MKS Bedzin 3:2 Cuprum Lubin
Przed nami dziewiętnasta seria gier w ramach rozgrywek PlusLigi. W jednym z dwóch piątkowych spotkań dojdzie do starcia MKS-u Będzin z Cuprum Lubin. Początek tego pojedynku zaplanowano na godzinę 18:00. Transmisję z niego przeprowadzi tradycyjnie Polsat Sport.
W sezonie 2016/17 runda zasadnicza składa się z trzydziestu kolejek, więc śmiało można powiedzieć, że wkraczamy w jej decydujący moment. Od postawy na finiszu regularnej fazy zmagań zależeć będzie to kogo zobaczymy w bojach o medale, a kto będzie musiał rywalizować w parach o pozycje 5, 7 ,9, 11, 13 i 15. Trzeba bowiem pamiętać, że play-offy zostały skrócone i w tym roku ćwierćfinałów oglądać nie będziemy.
Z dwójki Będzin-Lubin realne szanse na półfinał mają tylko przyjezdni, ale żeby je podtrzymać dzisiaj muszą wygrać i to najlepiej za komplet punktów. Zważywszy na to, że mają na koncie jeden mecz więcej niż wyprzedzający ich piąty Olsztyn (jedno oczko straty) i czwarty Jastrzębski Węgiel (dwa punkty różnicy), miejsca na wpadki, nawet te wyjazdowe, już praktycznie nie ma.

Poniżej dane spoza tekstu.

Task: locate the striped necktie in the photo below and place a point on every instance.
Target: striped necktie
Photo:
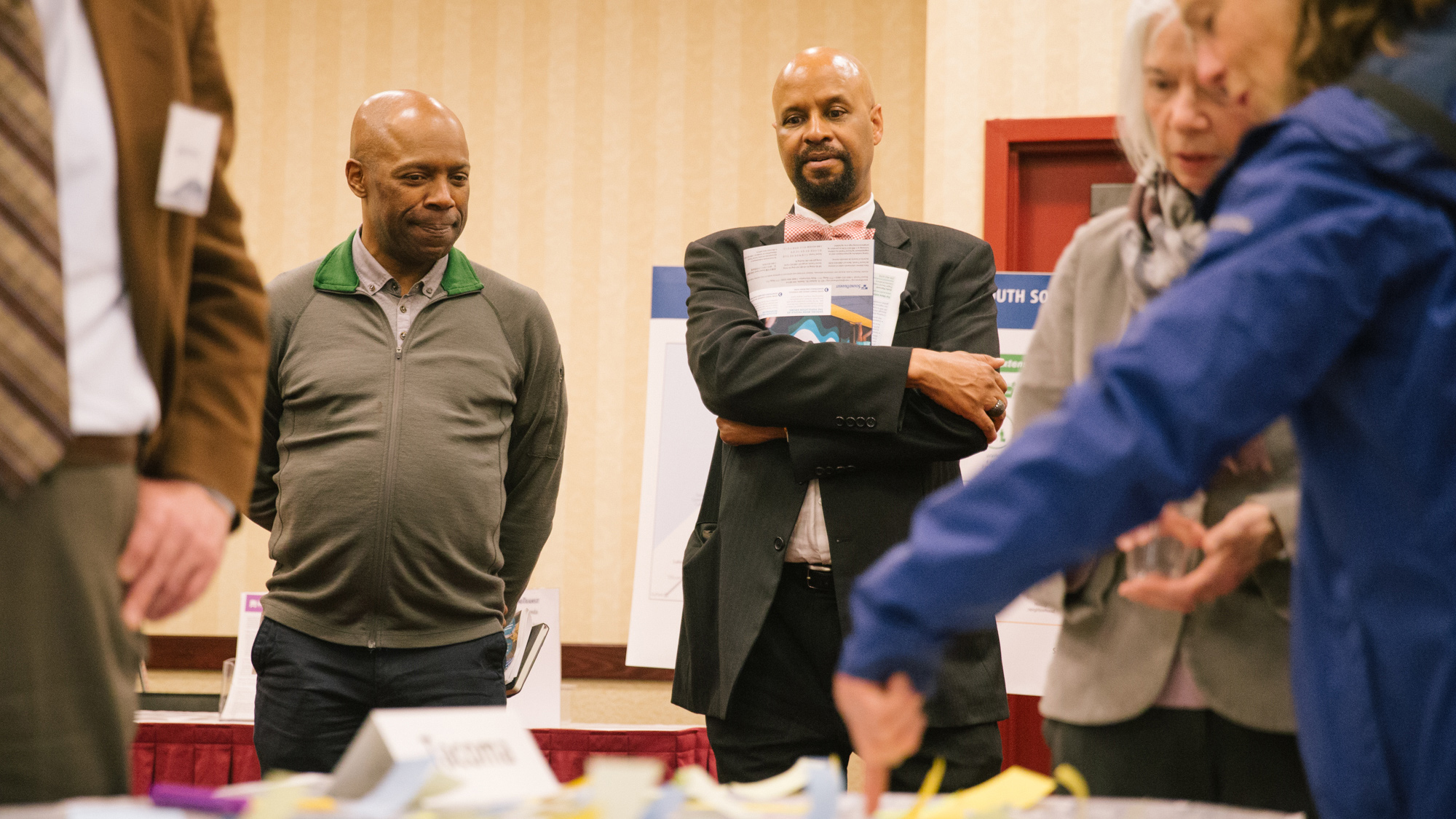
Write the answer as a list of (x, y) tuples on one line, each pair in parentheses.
[(34, 403)]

Zwłaszcza w konfrontacji z ekipami, które są w ewidentnym dołku, a tak właśnie jest z będzinianami, którzy zwycięstwa zasmakowali po raz ostatni 19 grudnia. Obecnie trwa ich seria pięciu porażek. Patrząc szerzej, od początku grudnia wygrali tylko jedną z dziewięciu potyczkę. Z Espadonem Szczecin. Co ciekawe, w tym okresie, potrafili urwać u siebie punkt PGE Skrze Bełchatów. Był to jeden z dwóch jakie wywalczyli. Wcześniej udało im się jeszcze doprowadzić do tie-breaka w Warszawie.

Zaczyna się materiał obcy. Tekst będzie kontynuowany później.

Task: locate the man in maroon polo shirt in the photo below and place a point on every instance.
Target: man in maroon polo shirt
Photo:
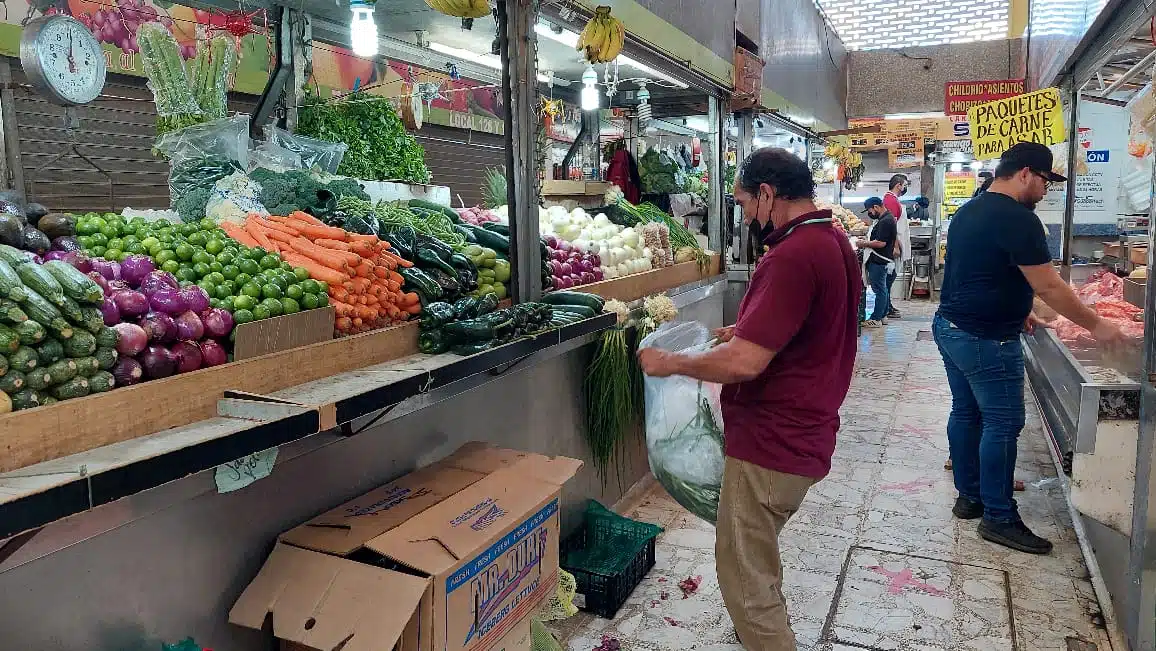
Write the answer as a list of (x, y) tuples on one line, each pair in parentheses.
[(786, 367)]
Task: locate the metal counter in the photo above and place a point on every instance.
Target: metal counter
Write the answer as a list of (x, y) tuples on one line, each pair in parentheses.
[(1092, 416), (169, 563)]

Generalnie jednak nie ma kogo się bać. Podopieczni trenera Cretu z całą pewnością są faworytem tej konfrontacji i jeśli tylko zagrają na swoim normalnym poziomie, to powinni cieszyć się z kompletu punktów. Tak jak to było w Lubinie, gdzie nie oddali rywalowi z Zagłębia Dąbrowskiego nie oddali nawet seta (25:16; 25:13; 25:19).
Dzisiaj tak łatwiej przeprawy nie spodziewam się, ale finał powinien być podobny. Zresztą sam scenariusz meczu też. Cuprum powinno być lepsze na siatce, ale też w elementach defensywnych i na kontrze. Obca hala? W tych Łomacz i spółka radzą sobie naprawdę nieźle. Przegrali tylko w Gdańsku i Kędzierzynie, a potrafili wygrać z Jastrzębskim.
Szanse na wejście mojej propozycji oceniam na jakieś 70%. Value na kursach @1,50 i wyższych. Alternatywą może być handicap punktowy. Linie nie są zbyt wyżyłowane.